Fluid from the urethra is collected on a cotton swab. A sample from this swab is applied in a very thin layer to a microscope slide. A series of stains called a gram stain is applied to the specimen.
The stained smear is then examined under the microscope for the presence of bacteria. The color, size, and shape of the cells help identify the organism causing the infection.
This test is often performed in the health care provider's office.
You may feel pressure or burning when the cotton swab touches the urethra.
The test is performed when an abnormal urethral discharge is present. It may be performed if a sexually transmitted disease is suspected.
No presence of organisms is normal.
Abnormal results may indicate gonorrhea or other infections.
There are no risks.
A culture of the specimen (urethral discharge culture) should be performed in addition to the gram stain. More sophisticated diagnostic tests (such as PCR tests) are sometimes also done.

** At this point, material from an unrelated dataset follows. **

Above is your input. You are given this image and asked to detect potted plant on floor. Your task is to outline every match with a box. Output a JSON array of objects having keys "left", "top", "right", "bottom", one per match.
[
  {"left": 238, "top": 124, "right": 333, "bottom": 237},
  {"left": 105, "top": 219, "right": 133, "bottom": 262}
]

Workowski KA, Berman SM. Diseases characterized by urethritis and cervicitis. Sexually transmitted diseases treatment guidelines 2006. Centers for Disease Control and Prevention. MMWR. 2006 Aug 4;55(RR-11):35-49.
Centers for Disease Control and Prevention (CDC). Update to CDC's sexually transmitted diseases treatment guidelines, 2006: fluoroquinolones no longer recommended for treatment of gonococcal infections. MMWR.2007 Apr 13;56(14):332-6.